Toutes les voies sacrées dont j'ai eu vent parlent, chacune avec ses mythes et symboles, d'un pouvoir propre à « l'homme ». Toutes évoquent, chacune à sa manière, la réalisation du potentiel de l'homme. Ces voies sacrées rappellent aussi, chacune à sa manière, que nous sommes membres les uns des autres. À travers les âges, toutes celles et ceux qui se sont mouillés assez loin sur leur propre voie, outre qu'ils démontrent la porosité des limites normatives, outre qu'ils témoignent par l'exemple qu'il est possible d'être un « homme meilleur », plus vaste, plus complet, plus… fidèle à lui-même, disent aussi que nul n'est réalisé seul. Parce que nous sommes membres les uns des autres. Réaliser le potentiel de l'homme, ce n'est pas seulement réaliser le potentiel d'un individu, mais réaliser le potentiel de l'humanité. D'une humanité donc, non encore advenue. Si ce n'est à l'état de malentendu.

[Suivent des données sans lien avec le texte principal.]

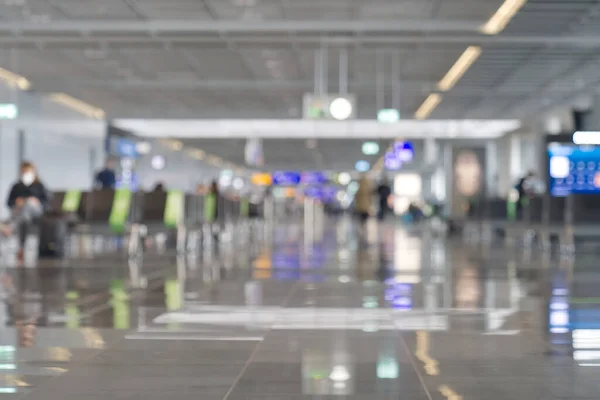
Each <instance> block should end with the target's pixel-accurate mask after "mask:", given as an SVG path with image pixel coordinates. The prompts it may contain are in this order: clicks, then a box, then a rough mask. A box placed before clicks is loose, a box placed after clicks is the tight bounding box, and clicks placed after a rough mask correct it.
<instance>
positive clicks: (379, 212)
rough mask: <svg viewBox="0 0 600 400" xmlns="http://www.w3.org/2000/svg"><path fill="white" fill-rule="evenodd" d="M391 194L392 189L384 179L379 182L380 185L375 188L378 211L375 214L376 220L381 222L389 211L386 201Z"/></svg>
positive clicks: (388, 198) (387, 182)
mask: <svg viewBox="0 0 600 400" xmlns="http://www.w3.org/2000/svg"><path fill="white" fill-rule="evenodd" d="M391 194H392V189H391V188H390V184H389V182H388V180H387V178H386V177H384V178H383V179H382V180H381V183H380V184H379V186H378V187H377V196H379V211H378V212H377V219H379V221H383V220H384V219H385V216H386V215H387V212H388V210H389V206H388V199H389V197H390V196H391Z"/></svg>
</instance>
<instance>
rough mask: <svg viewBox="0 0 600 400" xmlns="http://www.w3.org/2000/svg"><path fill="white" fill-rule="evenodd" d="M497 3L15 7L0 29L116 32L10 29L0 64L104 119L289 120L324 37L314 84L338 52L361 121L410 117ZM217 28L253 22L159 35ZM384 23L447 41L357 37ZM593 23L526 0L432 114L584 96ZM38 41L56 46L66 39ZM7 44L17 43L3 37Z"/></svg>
mask: <svg viewBox="0 0 600 400" xmlns="http://www.w3.org/2000/svg"><path fill="white" fill-rule="evenodd" d="M501 4H502V0H452V1H450V0H371V1H368V2H367V1H366V0H364V1H363V0H353V1H350V0H169V1H167V0H102V1H98V0H11V1H7V2H3V3H2V4H0V19H3V20H4V21H5V22H8V21H10V22H14V21H28V22H34V23H35V24H39V25H40V26H44V25H43V24H46V23H47V24H51V23H52V21H57V20H62V21H63V22H64V23H65V24H69V23H73V24H77V25H76V26H77V27H79V26H85V24H87V23H97V24H100V25H99V26H100V27H102V26H106V24H108V23H109V22H110V21H113V22H114V21H117V22H119V21H120V22H121V23H122V22H123V21H125V24H123V25H121V27H122V28H121V29H120V30H117V29H115V30H114V31H109V32H104V33H103V34H102V36H94V34H93V33H92V34H90V33H89V32H86V31H85V29H81V32H80V35H79V36H76V37H74V38H73V37H69V40H70V41H67V42H66V43H62V42H61V43H59V44H56V43H54V42H53V41H52V40H47V41H46V40H45V39H46V37H45V36H46V35H45V33H44V35H40V34H38V36H40V37H35V38H31V35H29V36H28V35H26V34H23V35H20V34H19V33H18V30H16V31H6V32H3V35H2V37H1V38H0V39H1V40H0V66H2V67H4V68H7V69H9V70H11V71H14V72H17V73H20V74H22V75H24V76H25V77H27V78H28V79H29V80H31V81H32V82H33V84H34V89H36V90H39V91H65V92H67V93H70V94H73V95H77V96H81V98H82V100H84V101H87V102H90V103H92V104H94V105H96V106H98V107H102V108H105V109H106V111H107V112H108V114H109V116H111V117H134V116H140V115H153V116H163V117H169V116H174V117H181V116H185V117H203V118H210V117H213V118H222V117H230V118H233V117H236V116H237V117H243V118H250V117H265V118H275V117H277V118H296V117H298V116H300V115H301V111H302V110H301V101H302V96H303V94H304V93H306V92H310V91H312V90H313V89H314V87H315V72H316V71H315V56H316V54H317V52H318V50H319V49H320V47H321V45H320V43H319V41H320V40H321V39H322V38H327V39H328V40H329V45H328V46H327V68H326V71H327V73H326V76H325V79H324V81H326V82H327V90H328V91H329V92H337V91H339V90H340V85H339V83H340V65H341V64H340V60H341V58H340V56H341V55H343V54H344V53H346V54H347V55H348V82H349V90H350V91H351V92H352V93H353V94H355V95H356V97H357V102H358V106H359V109H358V116H359V117H360V118H374V117H375V116H376V114H377V109H378V108H380V107H399V108H400V111H401V115H402V116H403V118H408V117H410V116H412V115H413V114H414V112H415V111H416V110H417V108H418V107H419V106H420V105H421V103H422V102H423V100H424V99H425V98H426V97H427V96H428V95H429V94H430V93H431V92H432V91H436V88H437V86H436V85H437V82H439V81H440V79H442V77H443V76H444V75H445V74H446V72H447V71H448V70H449V69H450V67H451V66H452V65H453V64H454V63H455V62H456V60H457V59H458V57H459V56H460V55H461V54H462V52H463V51H464V50H465V48H466V47H467V46H468V45H470V44H472V43H470V42H469V40H466V39H464V38H465V37H467V38H469V37H472V38H474V40H475V39H477V38H478V37H480V36H479V35H478V34H476V32H475V33H474V32H470V31H469V29H471V30H473V29H475V28H476V27H478V26H480V25H481V24H483V23H484V22H485V21H486V20H487V19H488V18H489V17H490V16H491V15H492V14H493V13H494V12H495V11H496V10H497V9H498V7H499V6H500V5H501ZM220 19H226V20H236V19H239V20H242V21H243V22H244V21H250V23H254V22H256V21H258V24H256V25H252V26H253V27H254V28H248V29H249V30H248V32H245V31H244V32H241V33H237V34H231V33H228V32H227V31H225V30H223V31H221V30H219V29H215V30H211V31H209V32H206V33H202V34H199V33H197V32H196V33H194V32H188V31H182V32H178V33H173V34H172V35H171V36H170V35H169V33H168V32H163V31H161V28H160V27H161V26H166V27H168V26H171V27H172V26H173V25H175V26H177V24H179V23H180V22H179V21H178V20H193V21H198V26H202V24H203V23H207V21H209V20H211V24H212V23H213V22H214V21H212V20H215V21H216V20H220ZM390 19H391V20H397V21H401V20H409V21H410V20H415V21H421V20H422V21H423V23H424V24H425V23H426V24H427V26H431V23H432V21H434V22H436V23H437V22H440V23H442V22H446V23H450V24H455V25H452V26H454V28H452V29H451V32H444V31H442V32H439V31H436V30H435V29H433V30H432V31H429V30H427V29H423V30H421V31H419V32H402V33H398V32H388V31H381V32H378V31H377V29H374V31H368V30H366V31H363V29H361V23H364V24H365V26H368V25H369V24H373V20H390ZM148 20H150V21H151V22H152V23H153V25H151V26H152V27H153V28H152V29H149V30H148V31H147V32H145V31H142V32H135V33H128V32H127V30H128V28H129V25H128V22H129V21H131V22H132V24H133V23H134V22H136V21H137V22H139V23H145V22H144V21H148ZM288 20H290V21H291V20H293V21H295V22H289V21H288ZM324 20H326V21H329V20H331V21H332V23H334V22H336V21H337V22H336V23H344V21H350V22H351V24H349V25H348V26H349V29H348V32H340V31H336V32H329V31H327V29H326V26H327V24H323V21H324ZM261 21H272V22H273V21H274V22H275V23H277V22H278V21H279V22H281V23H282V26H284V28H282V29H283V30H284V31H285V29H286V28H285V26H286V25H287V24H292V23H296V22H297V21H301V22H304V23H305V24H306V25H307V26H310V25H311V24H315V23H317V24H320V26H324V27H325V28H323V29H324V30H323V31H318V32H312V33H311V32H295V31H293V30H289V31H285V32H283V33H268V32H262V31H261V30H260V27H261V24H262V22H261ZM356 21H358V22H359V23H358V24H356V23H355V22H356ZM189 22H190V21H186V22H185V23H189ZM599 22H600V1H598V0H528V2H527V3H526V5H525V6H524V7H523V8H522V10H520V12H519V13H518V14H517V16H516V17H515V18H514V20H513V21H512V22H511V23H510V24H509V26H508V27H507V29H506V30H505V31H504V32H502V33H501V34H500V37H499V38H490V39H489V40H486V41H485V42H484V43H483V44H481V47H482V54H481V56H480V57H479V59H477V60H476V62H475V63H474V64H473V65H472V66H471V68H470V69H469V70H468V71H467V72H466V73H465V74H464V76H463V77H462V78H461V79H460V80H459V81H458V82H457V84H456V85H455V86H454V88H453V89H452V90H450V92H448V93H445V94H444V99H443V101H442V103H441V104H440V105H439V107H438V109H437V110H435V112H434V113H433V114H432V117H436V118H441V117H452V118H460V117H462V116H482V117H483V116H488V117H501V116H502V115H504V114H505V113H506V110H507V108H510V106H511V105H514V104H522V105H523V108H526V107H528V106H529V105H531V104H533V103H535V100H530V99H536V98H537V99H538V102H542V101H543V102H544V103H545V104H560V102H568V101H570V100H569V99H570V98H572V97H573V96H576V95H577V94H578V92H580V91H582V90H588V89H589V90H591V89H592V88H593V87H594V85H597V84H598V82H599V81H600V68H599V67H600V65H599V64H598V63H599V61H598V59H597V54H596V49H597V48H598V47H600V44H599V43H594V42H593V41H594V40H597V38H596V37H597V36H598V35H597V34H598V33H600V28H598V27H599V26H600V23H599ZM154 23H156V24H154ZM181 23H182V24H183V23H184V22H181ZM216 23H219V22H218V21H217V22H216ZM221 23H223V22H221ZM227 23H231V22H230V21H229V22H227ZM234 23H236V24H237V22H234ZM399 23H401V22H399ZM463 24H464V29H465V32H463V31H462V29H463V28H462V27H463ZM473 27H475V28H473ZM167 30H168V29H167ZM452 32H454V33H452ZM456 32H458V33H456ZM469 32H470V36H469ZM48 34H49V35H50V34H51V35H52V37H51V38H52V39H53V40H57V41H59V42H60V40H61V37H63V35H66V33H64V32H62V31H59V32H55V33H52V32H50V33H48ZM90 35H91V36H90ZM465 35H466V36H465ZM573 35H586V36H585V37H583V38H580V39H578V37H577V36H575V39H571V40H574V41H573V42H572V43H570V44H568V43H564V42H561V40H560V39H563V38H572V37H573ZM13 36H14V37H16V38H18V39H19V40H23V41H24V43H26V44H23V43H20V42H18V41H15V42H11V40H13V39H12V38H13ZM408 38H410V40H409V39H408ZM461 38H463V39H461ZM71 39H72V40H71ZM446 39H447V41H446ZM517 39H518V40H517ZM542 39H543V40H542ZM15 40H16V39H15ZM178 40H179V41H180V42H178ZM378 41H379V42H378ZM445 41H446V43H444V42H445ZM373 42H375V43H373ZM511 42H512V43H511ZM528 42H529V44H526V43H528ZM536 43H537V44H536ZM11 47H13V50H12V51H11V50H10V49H11ZM342 49H343V51H342ZM394 60H397V61H398V66H399V68H398V70H397V71H395V70H394V69H393V65H394V62H395V61H394ZM341 80H342V81H343V80H344V79H343V78H342V79H341ZM395 83H397V84H398V85H397V86H396V85H395ZM540 99H542V100H540ZM542 106H543V104H542ZM533 109H536V107H533V106H532V110H533Z"/></svg>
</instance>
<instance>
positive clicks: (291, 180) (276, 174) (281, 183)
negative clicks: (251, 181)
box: [273, 171, 302, 186]
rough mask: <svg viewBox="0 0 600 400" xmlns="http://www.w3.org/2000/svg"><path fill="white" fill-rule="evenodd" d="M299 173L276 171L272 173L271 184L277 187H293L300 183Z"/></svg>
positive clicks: (299, 175) (299, 174)
mask: <svg viewBox="0 0 600 400" xmlns="http://www.w3.org/2000/svg"><path fill="white" fill-rule="evenodd" d="M301 178H302V177H301V175H300V173H299V172H292V171H277V172H274V173H273V184H274V185H278V186H295V185H298V184H299V183H300V179H301Z"/></svg>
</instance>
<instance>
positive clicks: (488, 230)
mask: <svg viewBox="0 0 600 400" xmlns="http://www.w3.org/2000/svg"><path fill="white" fill-rule="evenodd" d="M465 226H467V227H468V228H469V229H468V231H469V232H471V233H473V229H474V227H479V229H484V228H483V227H485V228H487V233H490V232H493V231H501V232H503V233H504V235H505V236H506V237H508V238H511V239H514V238H515V237H517V238H518V237H524V238H525V243H526V244H529V242H528V239H530V238H531V237H532V235H533V236H534V237H535V236H537V237H538V238H540V243H541V244H542V245H544V246H545V247H549V246H550V242H551V240H554V239H557V240H558V241H559V244H560V246H561V249H564V250H566V251H574V250H575V248H574V246H575V240H576V239H580V238H581V239H591V238H599V237H600V195H594V194H573V195H570V196H569V197H551V196H545V197H534V198H532V199H529V200H528V201H526V202H524V204H523V206H522V207H520V208H518V207H516V204H511V203H510V202H509V201H507V200H506V199H501V198H494V199H484V200H481V201H479V202H478V203H476V204H474V205H473V208H472V210H471V212H470V213H469V217H467V220H466V224H465ZM475 231H476V232H475V234H476V235H479V236H480V237H486V232H481V231H477V228H475Z"/></svg>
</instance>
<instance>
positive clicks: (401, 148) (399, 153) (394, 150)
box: [394, 142, 415, 163]
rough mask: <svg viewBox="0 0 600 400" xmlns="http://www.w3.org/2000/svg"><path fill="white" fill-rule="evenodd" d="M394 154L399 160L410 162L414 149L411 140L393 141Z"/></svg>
mask: <svg viewBox="0 0 600 400" xmlns="http://www.w3.org/2000/svg"><path fill="white" fill-rule="evenodd" d="M394 154H395V155H396V157H397V158H398V160H399V161H400V162H403V163H407V162H411V161H412V160H413V158H415V149H414V147H413V145H412V143H411V142H396V143H394Z"/></svg>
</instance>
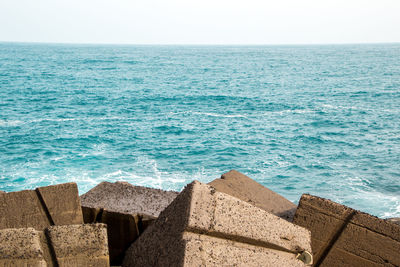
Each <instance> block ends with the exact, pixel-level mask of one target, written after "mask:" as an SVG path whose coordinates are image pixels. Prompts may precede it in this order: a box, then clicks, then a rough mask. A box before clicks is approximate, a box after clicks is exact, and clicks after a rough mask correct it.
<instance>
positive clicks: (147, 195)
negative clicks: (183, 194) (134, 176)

Une autre voie sacrée, mère nature, dit que le saut de conscience d'un seul membre d'une espèce, est engrammé dans l'inconscient de l'espèce entière : ce que l'un apprend, l'espèce l'apprend, dans le temps d'une génération. Elle dit aussi que toute proposition novatrice a une influence globale, intégrée dans tous ses règnes par l'ensemble du vivant. C'est valable pour les cristaux, les mésanges, les étoiles de mer et les champs de blé, les bactéries et les chimpanzés…

Que « l'homme » soit encore à naître n'est pour ce qui me concerne, pas une surprise. C'est une proposition concrète, que je m'emploie à vérifier.